Aggregate Functions
This topic describes the aggregate functions in AnzoGraph DB. For information about window aggregates, see Window Aggregate and Ranking Functions.
A GROUP BY statement is required for queries that contain aggregate functions if the results clause lists non-aggregate variables. Include all non-aggregated variables in the GROUP BY statement.
- AVG: Calculates the average (arithmetic mean) value for a group of numbers.
- CHOOSE_BY_MAX: Returns the value from a group that corresponds to the maximum value from another group.
- CHOOSE_BY_MIN: Returns the value from a group that corresponds to the minimum value from another group.
- COUNT: Counts the number of values that exist for a group.
- GROUP_CONCAT: Concatenates a group of strings into a single string.
- MAX: Returns the maximum value from a group of values.
- MEDIAN: Returns the median number out of a group of numbers.
- MIN: Returns the minimum value from a group of values.
- MODE: Returns the mode (the value that occurs most frequently) from a group of values.
- MODE_PERCENT: Calculates the percentage of values in a group that belong to the mode.
- SAMPLE: Returns an arbitrary value from the specified group of values.
- SUM: Calculates the sum of the numbers within a group.
- VAR: Calculates the unbiased (sample) variance of a group of numbers.

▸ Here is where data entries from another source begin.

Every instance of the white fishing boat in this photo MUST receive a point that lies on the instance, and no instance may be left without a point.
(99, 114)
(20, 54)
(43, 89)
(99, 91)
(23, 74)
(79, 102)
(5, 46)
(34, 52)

- VARP: Calculates the biased (population) variance of a group of numbers.
AVG
This function calculates the average (arithmetic mean) value for a group of numbers.
Syntax
AVG(number)
Argument |
Data Type |
Description |
number |
numeric |
The numeric value for which to calculate the average. |
Returns
Data Type |
Description |
number |
The arithmetic mean of the input values. |
Examples
The following example queries the sample Tickit data set to determine the average number of seats in the venues in each state. Since the results clause contains a non-aggregated variable (?state), a GROUP BY clause is required for grouping on ?state.
PREFIX tickit: <http://anzograph.com/tickit/>
SELECT ?state (ROUND(AVG(?seats)) AS ?avg_seats)
FROM <http://anzograph.com/tickit>
WHERE {
?s tickit:venuestate ?state .
?s tickit:venueseats ?seats .
}
GROUP BY ?state
ORDER BY ?state
state | avg_seats
------+-----------
CA | 50309
CO | 63285
DC | 41888
FL | 62603
GA | 60620
IL | 48244
IN | 63000
LA | 72000
MA | 54342
MD | 70229
MI | 53391
MN | 64035
MO | 59217
NC | 73298
NJ | 80242
NY | 48764
OH | 56035
ON | 50516
PA | 53931
TN | 68804
TX | 56915
WA | 57058
WI | 57561
23 rows
The query below calculates the average total price for all of the listings in the sample Tickit data set:
PREFIX tickit: <http://anzograph.com/tickit/>
SELECT (AVG(?numtickets*?priceperticket) AS ?avg_total_price)
FROM <http://anzograph.com/tickit>
WHERE {
?listing tickit:priceperticket ?priceperticket .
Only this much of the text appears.